Rein­hard P. Gru­ber

Aus mei­ner Sicht am hart­nä­ckigs­ten hat der Stei­er­mär­ker Rein­hard P. Gru­ber ein Jahr lang Da­ten zu Wort kom­men las­sen: Nie­der­schrif­ten lü­cken­los zu ex­akt 365 Ta­gen. Tex­te von fast durch­wegs 17 bis 20 Lauf­zei­len Um­fang. Wie­der­ho­lung und Va­ria­ti­on zeich­nen das Buch aus. Gru­ber schreibt als Chro­nist, nicht als Aben­teu­rer oder Welt­rei­sen­der, schreibt Jour­nal, kei­ne Re­por­ta­gen. Bie­tet eine Aus­le­ge­ord­nung an Jah­res­zei­ten, an Wet­ter­phä­no­me­nen (viel Schnee in Stainz!), an ge­sund­heit­lich wech­seln­den Ver­fas­sun­gen, an Gän­gen durchs Quar­tier (um dem Hund ge­recht zu wer­den), an Pi­rou­et­ten der Lan­des­po­li­tik, an re­li­gi­ös dif­fi­zi­len, vom Kind­heits­glau­ben sti­mu­lier­ten Fra­gen.

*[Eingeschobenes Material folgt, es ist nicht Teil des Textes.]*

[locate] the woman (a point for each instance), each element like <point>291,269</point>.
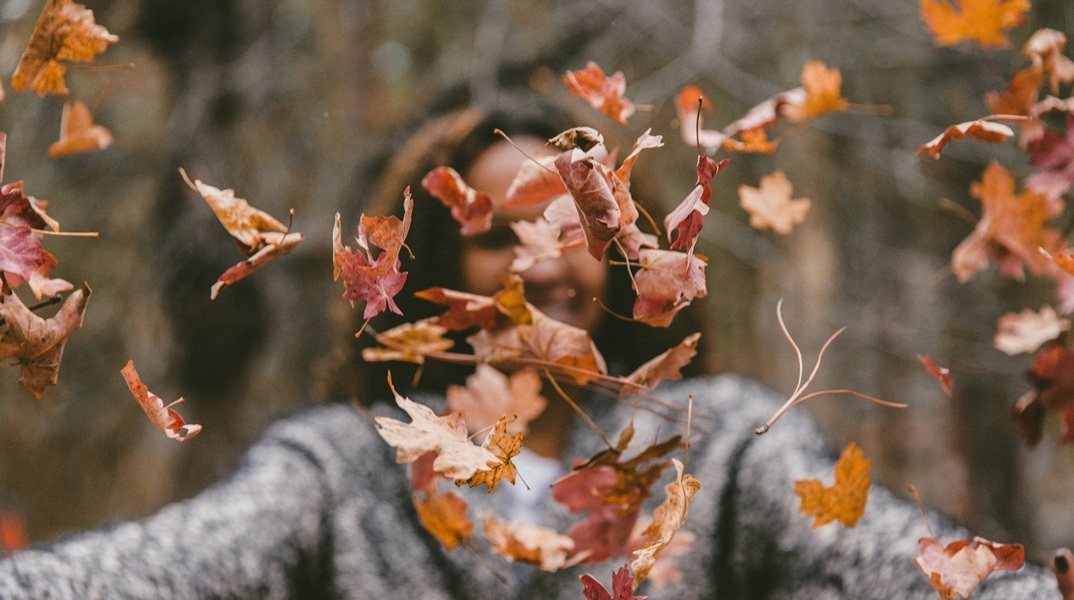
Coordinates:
<point>319,509</point>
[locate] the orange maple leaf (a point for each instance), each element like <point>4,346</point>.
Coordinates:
<point>66,31</point>
<point>444,515</point>
<point>162,416</point>
<point>78,133</point>
<point>504,447</point>
<point>959,567</point>
<point>667,518</point>
<point>1012,229</point>
<point>605,93</point>
<point>523,542</point>
<point>37,344</point>
<point>845,500</point>
<point>985,131</point>
<point>823,93</point>
<point>770,205</point>
<point>981,20</point>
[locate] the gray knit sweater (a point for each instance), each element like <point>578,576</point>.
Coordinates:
<point>319,509</point>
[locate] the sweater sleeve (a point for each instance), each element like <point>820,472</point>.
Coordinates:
<point>771,551</point>
<point>255,535</point>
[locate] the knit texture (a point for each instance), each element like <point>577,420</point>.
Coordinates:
<point>319,509</point>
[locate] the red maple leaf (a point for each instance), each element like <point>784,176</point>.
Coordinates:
<point>376,281</point>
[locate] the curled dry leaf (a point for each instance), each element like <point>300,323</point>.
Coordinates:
<point>162,416</point>
<point>504,447</point>
<point>958,568</point>
<point>1027,331</point>
<point>275,246</point>
<point>410,342</point>
<point>523,542</point>
<point>260,235</point>
<point>611,489</point>
<point>622,585</point>
<point>666,366</point>
<point>942,374</point>
<point>667,518</point>
<point>685,220</point>
<point>243,221</point>
<point>375,281</point>
<point>1012,229</point>
<point>489,394</point>
<point>980,20</point>
<point>845,500</point>
<point>770,205</point>
<point>470,208</point>
<point>605,93</point>
<point>666,283</point>
<point>1045,47</point>
<point>1051,377</point>
<point>823,92</point>
<point>456,456</point>
<point>444,515</point>
<point>982,130</point>
<point>78,133</point>
<point>64,31</point>
<point>35,344</point>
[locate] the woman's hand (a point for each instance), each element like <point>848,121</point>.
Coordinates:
<point>1062,566</point>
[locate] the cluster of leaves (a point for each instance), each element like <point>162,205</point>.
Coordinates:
<point>68,33</point>
<point>1017,231</point>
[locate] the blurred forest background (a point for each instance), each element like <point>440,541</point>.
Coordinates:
<point>287,101</point>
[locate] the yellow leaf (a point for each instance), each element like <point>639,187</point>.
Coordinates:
<point>845,500</point>
<point>980,20</point>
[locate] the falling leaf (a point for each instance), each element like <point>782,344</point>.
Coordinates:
<point>490,394</point>
<point>1045,47</point>
<point>1053,156</point>
<point>982,130</point>
<point>1051,377</point>
<point>611,489</point>
<point>456,456</point>
<point>666,283</point>
<point>845,500</point>
<point>470,208</point>
<point>1027,331</point>
<point>66,31</point>
<point>378,280</point>
<point>770,205</point>
<point>667,518</point>
<point>942,374</point>
<point>685,220</point>
<point>536,181</point>
<point>605,93</point>
<point>162,416</point>
<point>275,246</point>
<point>243,221</point>
<point>410,342</point>
<point>823,93</point>
<point>1012,229</point>
<point>666,366</point>
<point>504,447</point>
<point>980,20</point>
<point>523,542</point>
<point>444,515</point>
<point>78,133</point>
<point>37,344</point>
<point>260,235</point>
<point>594,200</point>
<point>622,585</point>
<point>959,567</point>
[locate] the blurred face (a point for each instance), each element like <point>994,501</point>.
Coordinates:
<point>562,288</point>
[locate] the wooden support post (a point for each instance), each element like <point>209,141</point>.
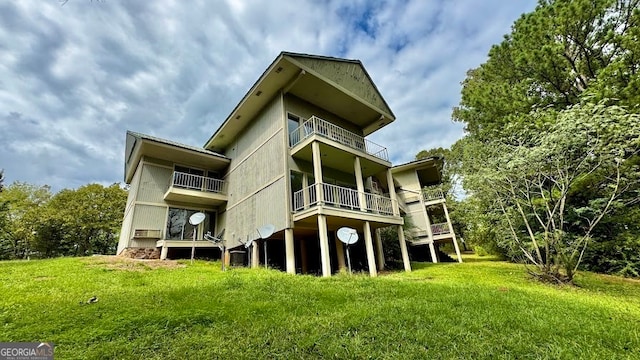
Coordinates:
<point>303,255</point>
<point>453,234</point>
<point>371,260</point>
<point>379,251</point>
<point>325,260</point>
<point>359,183</point>
<point>255,255</point>
<point>340,253</point>
<point>290,251</point>
<point>317,171</point>
<point>403,249</point>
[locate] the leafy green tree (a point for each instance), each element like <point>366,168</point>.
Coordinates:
<point>82,222</point>
<point>555,55</point>
<point>22,203</point>
<point>532,178</point>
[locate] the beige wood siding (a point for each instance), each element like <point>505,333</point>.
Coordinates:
<point>256,177</point>
<point>148,217</point>
<point>304,109</point>
<point>349,75</point>
<point>125,231</point>
<point>154,183</point>
<point>408,180</point>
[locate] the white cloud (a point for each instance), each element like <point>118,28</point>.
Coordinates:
<point>74,78</point>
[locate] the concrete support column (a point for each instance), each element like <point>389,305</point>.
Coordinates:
<point>164,252</point>
<point>379,251</point>
<point>290,253</point>
<point>305,191</point>
<point>340,252</point>
<point>325,260</point>
<point>255,255</point>
<point>371,260</point>
<point>303,256</point>
<point>359,183</point>
<point>392,193</point>
<point>425,213</point>
<point>403,249</point>
<point>453,234</point>
<point>317,170</point>
<point>227,258</point>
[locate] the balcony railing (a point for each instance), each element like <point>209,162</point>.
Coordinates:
<point>430,194</point>
<point>317,126</point>
<point>440,229</point>
<point>197,182</point>
<point>342,197</point>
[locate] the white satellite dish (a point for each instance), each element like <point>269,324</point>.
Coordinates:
<point>197,218</point>
<point>265,231</point>
<point>349,236</point>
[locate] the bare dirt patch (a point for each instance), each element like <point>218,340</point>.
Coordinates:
<point>128,264</point>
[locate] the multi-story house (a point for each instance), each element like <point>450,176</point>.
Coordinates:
<point>293,154</point>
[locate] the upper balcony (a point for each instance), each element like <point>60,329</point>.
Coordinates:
<point>343,202</point>
<point>196,189</point>
<point>433,195</point>
<point>335,143</point>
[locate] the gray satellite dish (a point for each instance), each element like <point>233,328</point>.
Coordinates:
<point>349,236</point>
<point>265,231</point>
<point>195,220</point>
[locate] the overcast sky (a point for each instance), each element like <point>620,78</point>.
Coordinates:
<point>74,78</point>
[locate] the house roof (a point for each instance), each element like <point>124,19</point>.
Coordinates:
<point>176,144</point>
<point>341,86</point>
<point>428,169</point>
<point>139,145</point>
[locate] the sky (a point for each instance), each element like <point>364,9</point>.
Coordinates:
<point>75,76</point>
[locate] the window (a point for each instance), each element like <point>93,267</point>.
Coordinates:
<point>293,124</point>
<point>179,228</point>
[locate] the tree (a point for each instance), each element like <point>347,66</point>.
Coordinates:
<point>82,222</point>
<point>555,55</point>
<point>532,178</point>
<point>22,203</point>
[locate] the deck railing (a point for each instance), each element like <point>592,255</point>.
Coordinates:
<point>342,197</point>
<point>318,126</point>
<point>430,194</point>
<point>198,182</point>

«Ich blät­te­re nie zu­rück.»

Wer in­fol­ge sei­nes zu­rück­ge­zo­ge­nen Da­seins, auf­grund sei­nes eben nicht nar­ben­lo­sen, grad dar­um schrift­stel­le­risch em­si­gen Le­bens­gan­ges zu ei­ner Hal­tung fin­det, die je­den Tag als Wie­der­an­kom­men bei sich sel­ber auf­fasst, der muss mit der Zeit, die ver­streicht, nicht rech­ten. Al­tert zwar auch, muss aber kein Hy­po­chon­der wer­den. Zu Gru­bers Un­ter­neh­men, De­zem­ber 2017 bis De­zem­ber 2018 tag­täg­lich Ge­winn und Ver­lust (bei­des!) fest­zu­schrei­ben, hat des­halb strik­te ge­hört, nicht ein ein­zi­ges Mal zu­rück­zu­blät­tern. Für sol­che Ent­schie­den­heit, kei­nen Blick über die Schul­ter weg aufs Ver­gan­ge­ne zu rich­ten, gibt es ein Wort; darf man es für ein­mal po­si­tiv auf­la­den? Da gebe sich Ei­ner ein Jahr lang ‘hals­star­rig’. Er stellt sich drei­hun­dert­fünf­und­sech­zig Sei­ten lang der Ge­gen­wart!

Rai­ner Stöck­li, Ge­mein­de­bi­blio­thek Reu­te

Hin­weis
Wem an 365 Näch­ten eher liegt als an No­ta­ten zu 365 Ta­gen, mag mit ei­nem Sankt Gal­ler Bet­ten­haus Ver­bin­dung auf­neh­men; es hat, De­zem­ber 2020, 365 Näch­te «Pro­be­schla­fen» of­fe­riert.